Разочарование в гетерии отразилось и в тогдашних письмах Пушкина. В конце июня 1824 года он писал Вяземскому из Одессы: «Греция мне огадила. О судьбе греков позволено рассуждать, как о судьбе моей братии негров, можно тем и другим желать освобождения от рабства нестерпимого. Но чтобы все просвещенные европейские народы бредили Грецией, это непростительное ребячество. Иезуиты натолковали нам о Фемистокле и Перикле, а мы вообразили, что пакостный народ, состоящий из разбойников и лавочников, есть законнорожденный их потомок и наследник их школьной славы. Ты скажешь, что я переменил свое мнение. Приехал бы ты к нам в Одессу посмотреть на соотечественников Мильтиада[602]
, и ты бы со мною согласился…»А между тем граф Воронцов, не получив ответа от Нессельроде на первое свое письмо, спешил со вторым посланием, где, ссылаясь на греческих эмигрантов, которые казались опасными петербургскому правительству, тут же упоминает о Пушкине, как будто допуская возможность его связи с гетерией: «По этому поводу я повторяю мою просьбу избавить меня от Пушкина…» Этот донос датируется 2 мая, а в июне был им послан третий донос, где, как уверяет Вигель, «поступки Пушкина были представлены в ужасном виде».
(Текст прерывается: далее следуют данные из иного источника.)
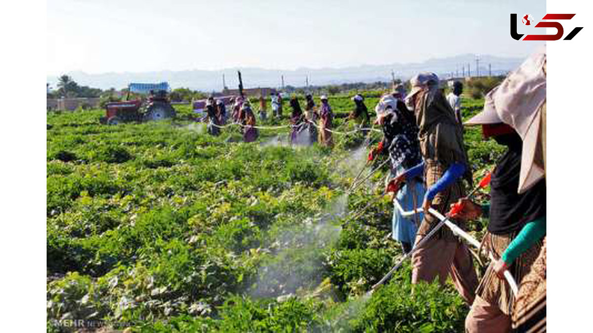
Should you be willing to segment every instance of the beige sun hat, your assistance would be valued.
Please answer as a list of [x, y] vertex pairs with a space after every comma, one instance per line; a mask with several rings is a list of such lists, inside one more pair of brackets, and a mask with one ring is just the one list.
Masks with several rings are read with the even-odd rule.
[[542, 135], [542, 107], [546, 103], [546, 49], [543, 47], [486, 95], [484, 110], [467, 124], [505, 123], [523, 140], [519, 193], [545, 175]]
[[410, 85], [412, 90], [406, 97], [406, 99], [412, 98], [423, 89], [432, 85], [438, 85], [439, 77], [434, 73], [425, 72], [419, 73], [410, 79]]

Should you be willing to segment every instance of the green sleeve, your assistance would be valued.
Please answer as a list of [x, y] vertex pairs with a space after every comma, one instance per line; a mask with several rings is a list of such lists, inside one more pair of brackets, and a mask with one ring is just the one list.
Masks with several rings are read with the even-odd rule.
[[528, 223], [505, 250], [505, 253], [502, 254], [502, 260], [507, 265], [511, 265], [515, 259], [545, 235], [545, 216]]

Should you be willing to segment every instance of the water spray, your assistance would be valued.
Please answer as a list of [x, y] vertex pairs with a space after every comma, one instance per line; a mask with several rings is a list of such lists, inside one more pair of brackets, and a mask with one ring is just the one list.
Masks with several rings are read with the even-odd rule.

Графу Воронцову Пушкин казался легкомысленным, избалованным и поверхностным стихотворцем, а как раз именно в эти годы в Одессе у поэта был огромной важности душевный опыт, в корне изменивший все пути его поэтического творчества. В мае 1823 года Пушкин начал писать «Евгения Онегина»; в октябре была окончена первая глава; в начале декабря – вторая; в феврале 1824 года Пушкин начал третью главу и закончил ее уже в Михайловском 2 октября. На рубеже 1823–1824 годов поэт писал своих «Цыган», которых он кончил также в Михайловском 10 октября. Эта последняя из южных поэм свидетельствует о наступившей зрелости поэта. Это уже не веселый и шутливый лепет «Руслана и Людмилы», не сомнительный байронизм «Кавказского пленника», не соловьиные трели «Бахчисарайского фонтана», а дивная поэма, исполненная мудрости и силы, поэма о нравственной ответственности человека. Идейная зрелость этой поэмы удивительна. Пушкину в это время было двадцать пять лет, но «Цыганы» обеспечили ему первое место в русской литературе двадцатых годов не только по мастерству стиха, но и по глубине замысла, по значительности темы и по оригинальности в разрешении поставленной задачи. Если замысел поэмы сложился у Пушкина под влиянием Жан Жака Руссо, то трактовка его идеи приобрела в поэме совсем особый смысл, независимый от сентиментальных мечтаний великого утописта.
Главная мысль поэмы не в том, что обществу, испорченному ложной цивилизацией, противопоставлен идиллический быт первобытной общины, а в том, что индивидуализм Алеко, который «для себя лишь хочет воли», терпит нравственное осуждение, как попытка снять с себя ответственность за все, отказаться от «круговой поруки». Своеволию частного человека противопоставлена идея общественности, но сама «цыганская» общественность нисколько не идеализирована:
Будучи в Кишиневе, Пушкин знал многих цыган. Однажды он поехал в местечко Юрчены, где расположился цыганский табор. Дочь були-башу, то есть старосты, была красавица. Ее звали Земфирой. Она одевалась по-мужски, носила цветные шаровары, вышитую молдавскую рубаху и баранью шапку. Пушкин влюбился в красавицу. Он поселился в шатре. С Земфирой он не расставался. Она не говорила по-русски. Поэтому они молча бродили или сидели в поле обнявшись. Однажды Земфира пропала. Она убежала с молодым цыганом. Пушкин поскакал в Варзирешты в надежде найти ее там, но поиски его были тщетны.